At Beacon, we currently manage $2.8 billion in assets, and there’s a common misconception among investors that a capital management firm like ours actually maintains custody of clients’ assets. In reality, we have no access to those dollars; they’re actually stored with a credible custodian. This is why it is important for financial services professionals to do their due diligence when selecting a custodian or broker-dealer.
Custodians are not all the same
When conducting research on a custodian, the first question to ask is an obvious one—is this a financially sound firm? You don’t want to choose a firm that could go out of business tomorrow and financial stability is just one reason our largest custodian is TD Ameritrade.
Another factor in picking a custodian is how they execute trades. In our relationship with TD Ameritrade, for example, we implemented a quarterly trade post report that shows the value-add they’re providing clients in the way they execute trades.
National Best Bid and Offer
One regulation the SEC enforces is the National Best Bid and Offer (NBBO), which requires brokers to execute customer trades at the best available ask price when buying securities, and the best available bid price when selling securities.

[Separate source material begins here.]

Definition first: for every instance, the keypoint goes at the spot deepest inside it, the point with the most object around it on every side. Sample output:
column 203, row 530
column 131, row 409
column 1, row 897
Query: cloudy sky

It may not sound like a lot, but if you can make a $0.05 improvement on a large million-dollar trade, that equates to significant potential savings.
Maintaining a trading report provides you with a metric of how your custodians are making trades. It also provides you with actual documented proof of why you’re using a particular custodian. This level of analytics is not technically required by the SEC, but by integrating it into your annual reviews, it’s further evidence that you’ve done your due diligence and are fulfilling your best execution review policies.
Performance Advertising – Understand the rules
In addition to best execution, another SEC guideline to follow is its stance on performance advertising. While there are no steadfast rules regarding performance advertising, the SEC has deemed the following five prohibitive actions as those to avoid.
1. Do not make any fraudulent or misleading statements. This one is pretty straightforward—don’t lie to investors.
2. No testimonials. Basically, the SEC says no testimonials are allowed in any type of marketing. However, this guideline has some sticking points that could be revised, particularly when it comes to social media. As it stands, the “like” button on Facebook is considered a testimonial.
3. No past, specific recommendations. While you can show performance in your marketing, the SEC frowns upon you parceling a random date and time that worked out well for your firm.
4. No use of marketing eyewear. If you use any charts or graphs, you can’t say, for instance, that you began with $100,000 in an investment and ended up with $500,000 without any attribution. The SEC requires that you include all of the disclosures that go into that calculation.
5. Avoid free or “without charge” advertising. If you advertise that something is free it has to remain free forever. There cannot be a fee involved one month or even one year down the road.